Nine of 22 (41%) participants had a clinical history of prior SARS-CoV-2 infection diagnosed by reverse-transcription polymerase chain reaction (Table 1). Ten of 22 (45%) individuals were positive by the Roche Elecsys assay, including all individuals with a clinical history of diagnosed SARS-CoV-2 infection. In contrast, 14 of 22 (64%) participants were positive by the MSD ECLA assay, and 21 of 22 (95%) individuals were positive by the Simoa assay (Table 1). Participants who were positive by the MSD ECLA and Simoa assays included all those who were positive by the Roche assay as well as most individuals who were negative by the Roche assay. In a concurrent analysis, 0 of 22 (0%) prepandemic samples were positive by the Simoa assay (Supplementary Figure 1). These data show that the MSD ECLA and Simoa assays are more sensitive than the Roche assay for detection of anti-nucleocapsid antibodies.
Table 1.
Severe Acute Respiratory Syndrome Coronavirus 2 Infection and Nucleocapsid Serology in 22 Participants
| Participant ID | Clinical Diagnosis | Roche Elecsys | MSD ECLA | Simoa |
|---|---|---|---|---|
| 1 | + | + | + | + |
| 2 | + | + | + | + |
| 3 | + | + | + | + |
| 4 | + | + | + | + |
| 5 | + | + | + | + |
| 6 | + | + | + | + |
| 7 | + | + | + | + |
| 8 | + | + | + | + |
| 9 | + | + | + | + |
| 10 | – | + | + | + |
| 11 | – | – | + | + |
| 12 | – | – | + | + |
| 13 | – | – | + | + |
| 14 | – | – | + | + |
| 15 | – | – | – | + |
| 16 | – | – | – | + |
| 17 | – | – | – | + |
| 18 | – | – | – | + |
| 19 | – | – | – | + |
| 20 | – | – | – | + |
| 21 | – | – | – | + |
| 22 | – | – | – | – |
Table shows clinically diagnosed severe acute respiratory syndrome coronavirus 2 infection by reverse-transcription polymerase chain reaction and nucleocapsid serology by the approved Roche Elecsys immunoassay, the Mesoscale Discovery (MSD) electrochemiluminescence assay (ECLA), and the single-molecule array assay (Simoa).

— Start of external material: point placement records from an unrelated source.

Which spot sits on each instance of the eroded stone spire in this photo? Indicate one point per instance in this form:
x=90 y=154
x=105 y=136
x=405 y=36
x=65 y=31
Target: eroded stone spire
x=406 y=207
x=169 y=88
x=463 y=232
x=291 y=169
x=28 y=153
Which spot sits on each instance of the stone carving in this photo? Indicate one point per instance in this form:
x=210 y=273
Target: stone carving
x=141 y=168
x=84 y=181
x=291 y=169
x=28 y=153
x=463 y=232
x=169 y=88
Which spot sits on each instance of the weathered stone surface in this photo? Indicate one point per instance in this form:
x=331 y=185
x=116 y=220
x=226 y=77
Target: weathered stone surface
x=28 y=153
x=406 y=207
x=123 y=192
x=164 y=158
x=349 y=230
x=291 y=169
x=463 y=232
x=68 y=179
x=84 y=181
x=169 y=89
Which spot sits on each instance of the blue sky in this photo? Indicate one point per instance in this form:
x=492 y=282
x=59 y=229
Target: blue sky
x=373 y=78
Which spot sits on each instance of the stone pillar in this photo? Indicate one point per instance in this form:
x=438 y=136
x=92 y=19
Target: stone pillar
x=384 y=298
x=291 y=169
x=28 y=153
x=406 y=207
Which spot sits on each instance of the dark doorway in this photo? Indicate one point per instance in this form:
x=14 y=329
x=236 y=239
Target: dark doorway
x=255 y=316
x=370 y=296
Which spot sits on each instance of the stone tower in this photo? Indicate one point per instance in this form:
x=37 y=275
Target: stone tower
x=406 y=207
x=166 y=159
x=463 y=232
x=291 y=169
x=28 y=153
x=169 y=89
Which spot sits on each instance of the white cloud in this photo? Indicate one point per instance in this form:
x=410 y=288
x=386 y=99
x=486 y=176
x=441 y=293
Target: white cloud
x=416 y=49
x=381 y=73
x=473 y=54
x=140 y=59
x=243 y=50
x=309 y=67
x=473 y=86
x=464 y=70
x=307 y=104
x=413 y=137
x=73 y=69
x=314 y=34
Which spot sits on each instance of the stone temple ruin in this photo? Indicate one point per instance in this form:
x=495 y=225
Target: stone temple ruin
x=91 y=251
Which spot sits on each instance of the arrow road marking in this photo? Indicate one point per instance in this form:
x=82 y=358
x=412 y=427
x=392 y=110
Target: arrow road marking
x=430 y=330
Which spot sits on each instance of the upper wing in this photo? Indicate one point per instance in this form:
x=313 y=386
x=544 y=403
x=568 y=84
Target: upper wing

We next measured SARS-CoV-2 cellular immune responses in these individuals by intracellular cytokine staining assays [8]. Total and central memory IFN-γ CD8+ and CD4+ T-cell responses were measured to membrane, nucleocapsid, envelope, and spike proteins, which are the dominant SARS-CoV-2 T-cell targets [6, 9] (Figure 1). All participants demonstrated robust spike-specific central memory CD8+ and CD4+ T-cell responses, which reflected the combination of vaccine and natural immunity. All but 1 individual also showed nucleocapsid-specific central memory CD8+ and CD4+ T-cell responses. The participant with no detectable nucleocapsid T-cell responses was also the one who was negative by the Simoa nucleocapsid serology assay. The majority of participants also had membrane- and envelope-specific T-cell responses.
Figure 1.
Severe acute respiratory syndrome coronavirus 2–specific T-cell responses. Antigen-specific total (top) and central memory CD27+CD45RA– (bottom) interferon-γ CD8+ (left) and CD4+ (right) T-cell responses in the cohort described in Table 1. Cellular immune responses are shown to WA1/2020 membrane, nucleocapsid, envelope, and spike as well as XBB.1.5 spike. Dotted lines reflect limit of detection. Abbreviations: CM, central memory; Env, envelope; IFN, interferon gamma; Mem, membrane; Nuc, nucleocapsid; S, spike.
DISCUSSION
Our data demonstrate that 21 of 22 (95%) individuals in this cohort had evidence of prior SARS-CoV-2 infection by highly sensitive nucleocapsid serology and T-cell assays. These findings suggest that the clinically approved nucleocapsid serology assays may fail to detect all individuals with prior SARS-CoV-2 infection, particularly those with mild or asymptomatic infection, although a limitation of our study is the small sample size. Nevertheless, negative nucleocapsid serology by the approved assays may not reliably exclude all cases of prior SARS-CoV-2 infection. Our study did not address the durability of nucleocapsid antibodies, which likely also wane over time.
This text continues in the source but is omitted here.